Mit wenigen Ausnahmen (Félibien, Pacheco, Bellori) beherrschen niederländische Autoren von Karel van Mander (1604) bis Arnold van Houbraken (1718/1720) die getroffene Auswahl für das 17. Jahrhundert: Naturnahe Wiedergabe, komischer Gegenstand und moralische Instruktion setzen sich als Leitmotive der Genremalerei endgültig durch. Auch deren Abwertung gegenüber der Historienmalerei im Rahmen der im 17. Jahrhundert in Paris etablierten und bis ins 19. Jahrhundert wirkmächtigen, akademischen Gattungshierarchie ist ein durchgehendes Thema der kommentierenden Darstellung.
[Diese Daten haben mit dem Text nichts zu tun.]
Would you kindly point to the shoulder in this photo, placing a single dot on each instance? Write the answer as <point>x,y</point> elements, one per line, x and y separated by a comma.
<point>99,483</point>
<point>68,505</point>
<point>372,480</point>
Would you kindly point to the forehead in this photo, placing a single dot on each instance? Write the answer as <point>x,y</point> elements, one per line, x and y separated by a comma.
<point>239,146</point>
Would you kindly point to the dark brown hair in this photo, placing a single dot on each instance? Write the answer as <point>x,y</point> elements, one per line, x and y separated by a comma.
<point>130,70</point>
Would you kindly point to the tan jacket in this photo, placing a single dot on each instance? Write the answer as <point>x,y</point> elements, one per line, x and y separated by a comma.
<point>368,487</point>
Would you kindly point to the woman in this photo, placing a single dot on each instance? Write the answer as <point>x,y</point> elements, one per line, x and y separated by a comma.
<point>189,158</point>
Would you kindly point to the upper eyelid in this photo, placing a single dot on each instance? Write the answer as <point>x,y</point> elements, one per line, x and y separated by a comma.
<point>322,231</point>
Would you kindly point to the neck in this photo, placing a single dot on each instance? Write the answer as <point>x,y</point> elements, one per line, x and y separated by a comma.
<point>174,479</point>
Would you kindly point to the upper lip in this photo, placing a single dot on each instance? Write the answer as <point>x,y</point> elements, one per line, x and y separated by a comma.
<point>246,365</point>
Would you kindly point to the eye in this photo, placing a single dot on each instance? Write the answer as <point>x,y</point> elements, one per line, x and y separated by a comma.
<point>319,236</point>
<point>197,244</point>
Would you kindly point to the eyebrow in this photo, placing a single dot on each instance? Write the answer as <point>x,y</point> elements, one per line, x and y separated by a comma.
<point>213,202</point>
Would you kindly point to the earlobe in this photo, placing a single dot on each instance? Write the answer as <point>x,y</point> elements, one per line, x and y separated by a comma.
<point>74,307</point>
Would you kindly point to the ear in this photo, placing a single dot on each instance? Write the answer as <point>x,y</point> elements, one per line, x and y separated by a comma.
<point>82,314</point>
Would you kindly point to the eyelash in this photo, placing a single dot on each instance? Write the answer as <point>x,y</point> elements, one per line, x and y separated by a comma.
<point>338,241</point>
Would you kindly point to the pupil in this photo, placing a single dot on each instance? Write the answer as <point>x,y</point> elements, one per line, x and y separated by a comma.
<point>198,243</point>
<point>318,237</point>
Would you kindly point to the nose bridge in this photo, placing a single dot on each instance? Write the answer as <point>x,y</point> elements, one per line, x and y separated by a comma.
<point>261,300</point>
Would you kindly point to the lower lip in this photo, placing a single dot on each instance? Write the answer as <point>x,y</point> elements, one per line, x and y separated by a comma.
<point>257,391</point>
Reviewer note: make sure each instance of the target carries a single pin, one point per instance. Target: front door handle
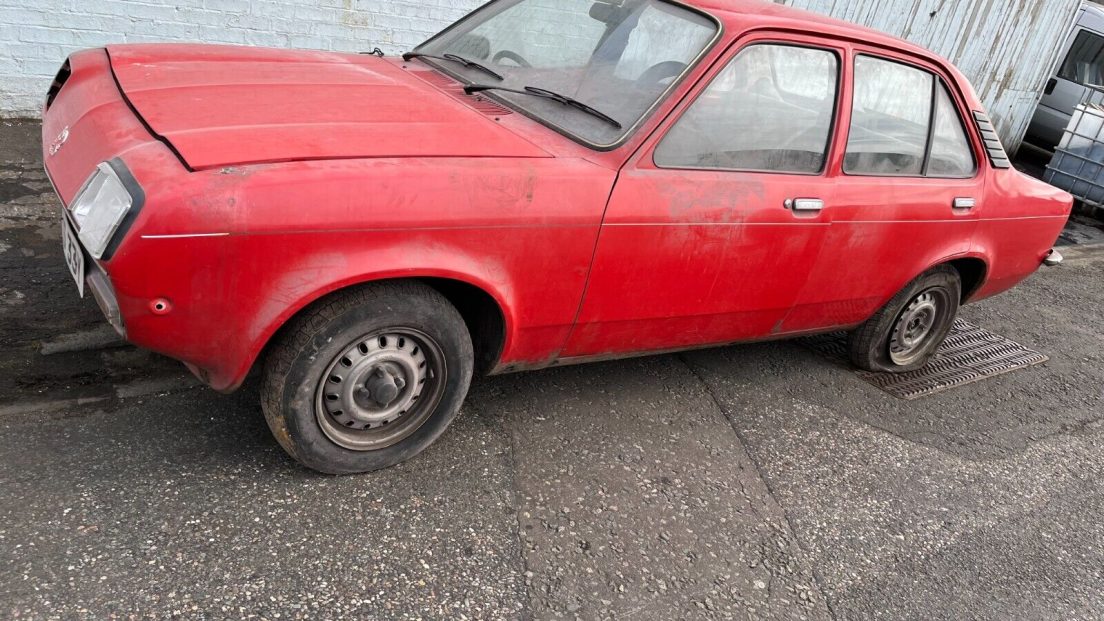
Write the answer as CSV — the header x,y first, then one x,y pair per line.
x,y
965,203
805,206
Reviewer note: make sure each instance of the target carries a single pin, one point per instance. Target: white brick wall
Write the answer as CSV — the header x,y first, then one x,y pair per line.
x,y
35,35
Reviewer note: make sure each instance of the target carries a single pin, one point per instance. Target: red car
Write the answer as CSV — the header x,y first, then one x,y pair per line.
x,y
543,182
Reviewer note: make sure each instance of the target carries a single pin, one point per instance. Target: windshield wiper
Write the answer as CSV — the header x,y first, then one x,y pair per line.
x,y
544,93
455,59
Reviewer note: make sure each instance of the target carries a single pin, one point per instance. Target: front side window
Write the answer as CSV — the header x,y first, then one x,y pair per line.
x,y
618,58
1084,64
770,109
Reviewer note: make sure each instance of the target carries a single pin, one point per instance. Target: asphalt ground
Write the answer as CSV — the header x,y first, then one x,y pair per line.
x,y
753,482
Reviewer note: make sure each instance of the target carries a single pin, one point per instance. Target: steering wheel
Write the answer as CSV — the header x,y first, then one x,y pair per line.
x,y
506,54
657,73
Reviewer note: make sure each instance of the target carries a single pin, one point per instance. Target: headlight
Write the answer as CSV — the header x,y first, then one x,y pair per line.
x,y
99,208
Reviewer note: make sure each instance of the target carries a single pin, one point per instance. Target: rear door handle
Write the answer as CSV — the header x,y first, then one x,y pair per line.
x,y
805,206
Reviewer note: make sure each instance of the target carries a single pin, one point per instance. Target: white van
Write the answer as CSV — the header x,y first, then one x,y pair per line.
x,y
1083,64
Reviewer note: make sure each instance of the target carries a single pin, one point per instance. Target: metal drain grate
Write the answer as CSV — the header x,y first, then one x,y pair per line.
x,y
969,354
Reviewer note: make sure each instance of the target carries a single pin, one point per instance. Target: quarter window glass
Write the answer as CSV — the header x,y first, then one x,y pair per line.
x,y
1085,62
951,153
771,109
890,118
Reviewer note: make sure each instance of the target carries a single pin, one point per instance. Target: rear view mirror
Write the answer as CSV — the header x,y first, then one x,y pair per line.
x,y
608,12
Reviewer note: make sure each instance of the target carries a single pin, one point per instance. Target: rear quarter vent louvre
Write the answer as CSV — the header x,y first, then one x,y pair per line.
x,y
60,80
993,146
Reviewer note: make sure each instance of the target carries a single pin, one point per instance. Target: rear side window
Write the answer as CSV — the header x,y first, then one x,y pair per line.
x,y
951,153
904,123
890,118
1085,61
770,109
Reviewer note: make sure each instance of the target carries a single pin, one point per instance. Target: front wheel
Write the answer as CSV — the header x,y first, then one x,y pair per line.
x,y
905,334
368,378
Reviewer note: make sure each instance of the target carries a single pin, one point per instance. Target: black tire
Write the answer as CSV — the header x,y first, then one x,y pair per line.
x,y
403,323
882,343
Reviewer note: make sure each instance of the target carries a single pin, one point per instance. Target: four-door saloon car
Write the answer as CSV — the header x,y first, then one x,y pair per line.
x,y
543,182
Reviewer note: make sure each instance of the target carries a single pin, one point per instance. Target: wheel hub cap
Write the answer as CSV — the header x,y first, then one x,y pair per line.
x,y
912,329
380,389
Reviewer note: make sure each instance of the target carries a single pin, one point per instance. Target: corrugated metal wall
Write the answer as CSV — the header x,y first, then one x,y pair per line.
x,y
1007,48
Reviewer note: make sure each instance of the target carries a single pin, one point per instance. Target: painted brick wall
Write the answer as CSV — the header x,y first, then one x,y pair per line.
x,y
35,35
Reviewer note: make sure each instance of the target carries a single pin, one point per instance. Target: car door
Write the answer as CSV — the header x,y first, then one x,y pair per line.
x,y
909,197
714,224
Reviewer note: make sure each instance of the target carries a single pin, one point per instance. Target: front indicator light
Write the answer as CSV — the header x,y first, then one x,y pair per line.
x,y
99,208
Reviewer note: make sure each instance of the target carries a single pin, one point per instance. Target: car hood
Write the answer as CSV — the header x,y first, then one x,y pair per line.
x,y
219,105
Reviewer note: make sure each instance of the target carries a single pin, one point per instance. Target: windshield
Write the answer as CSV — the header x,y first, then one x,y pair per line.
x,y
617,58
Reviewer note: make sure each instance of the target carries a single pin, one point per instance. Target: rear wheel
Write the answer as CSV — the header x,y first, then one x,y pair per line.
x,y
906,333
368,378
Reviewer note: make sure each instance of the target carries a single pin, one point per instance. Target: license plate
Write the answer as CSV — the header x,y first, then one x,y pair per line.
x,y
74,258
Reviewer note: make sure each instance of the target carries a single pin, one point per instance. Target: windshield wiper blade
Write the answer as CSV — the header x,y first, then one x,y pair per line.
x,y
455,59
544,93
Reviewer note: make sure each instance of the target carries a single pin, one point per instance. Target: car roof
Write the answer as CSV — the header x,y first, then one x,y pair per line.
x,y
739,14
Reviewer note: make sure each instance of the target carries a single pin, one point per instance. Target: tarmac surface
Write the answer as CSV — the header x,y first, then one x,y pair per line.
x,y
753,482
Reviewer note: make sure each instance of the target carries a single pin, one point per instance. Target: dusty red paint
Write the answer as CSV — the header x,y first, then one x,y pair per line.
x,y
329,170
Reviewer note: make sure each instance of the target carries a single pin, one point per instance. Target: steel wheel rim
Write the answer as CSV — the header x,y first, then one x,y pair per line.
x,y
914,327
380,389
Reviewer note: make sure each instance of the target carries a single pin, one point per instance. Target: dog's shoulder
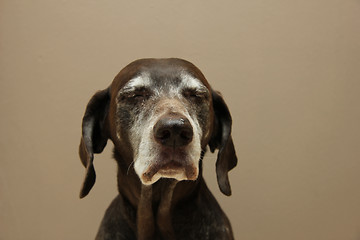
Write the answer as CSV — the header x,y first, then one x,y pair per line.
x,y
118,221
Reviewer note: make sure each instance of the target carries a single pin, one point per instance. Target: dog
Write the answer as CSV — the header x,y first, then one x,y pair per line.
x,y
160,114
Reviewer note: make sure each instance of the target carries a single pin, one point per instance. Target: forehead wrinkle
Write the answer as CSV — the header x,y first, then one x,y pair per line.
x,y
191,82
142,80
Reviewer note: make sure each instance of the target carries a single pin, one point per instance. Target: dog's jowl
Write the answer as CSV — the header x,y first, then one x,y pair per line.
x,y
160,114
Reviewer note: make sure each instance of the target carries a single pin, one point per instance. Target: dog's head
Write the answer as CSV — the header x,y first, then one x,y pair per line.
x,y
160,114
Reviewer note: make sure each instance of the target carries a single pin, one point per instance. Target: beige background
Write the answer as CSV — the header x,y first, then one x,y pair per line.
x,y
290,73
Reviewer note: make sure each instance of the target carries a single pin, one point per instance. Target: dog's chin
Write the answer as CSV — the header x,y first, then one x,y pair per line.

Zahlreiche Texte des 18. und 19. Jahrhunderts erklären sich ausschließlich im Bezug auf diese "klar verständliche künstlerische Ständeordnung" (28/29): Geht es etwa bei dem Niederländer Gérard de Lairesse (1707) um die Aufwertung der Genremalerei mittels Unterwerfung unter ein striktes klassizistisches Regelsystem, so im Falle William Hogarths um die Einrichtung einer neuen, "mittleren" Gattung zwischen Historie und niederer komischer Darstellung ("modern moral subjects"). Anhand der Texte des Malers selbst (1764), seines literarischen Kombattanten Henry Fielding (1742) und Georg Lichtenbergs (1794) ist dieser entscheidende Moment im Gattungsstreit zwischen Historien- und Genremalerei nachzuvollziehen. Zuvor hatte bereits die Aufnahme Antoine Watteaus als Maler von "Fêtes galantes" - auch dies eine neue, "gemischte" Gattung - an der Pariser Akademie im Jahre 1717 deutlich gemacht, dass die akademische Doktrin bereits wenige Jahrzehnte nach ihrer Etablierung Veränderungen hinnehmen musste. Dass die zunehmende Aufwertung und Hochschätzung der Genremalerei zunächst jedoch keinesfalls zwangsläufig zur Aufhebung der traditionellen Gattungshierarchie führt, zeigen beispielhaft die ausgewählten Texte Denis Diderots der 1760er Jahre.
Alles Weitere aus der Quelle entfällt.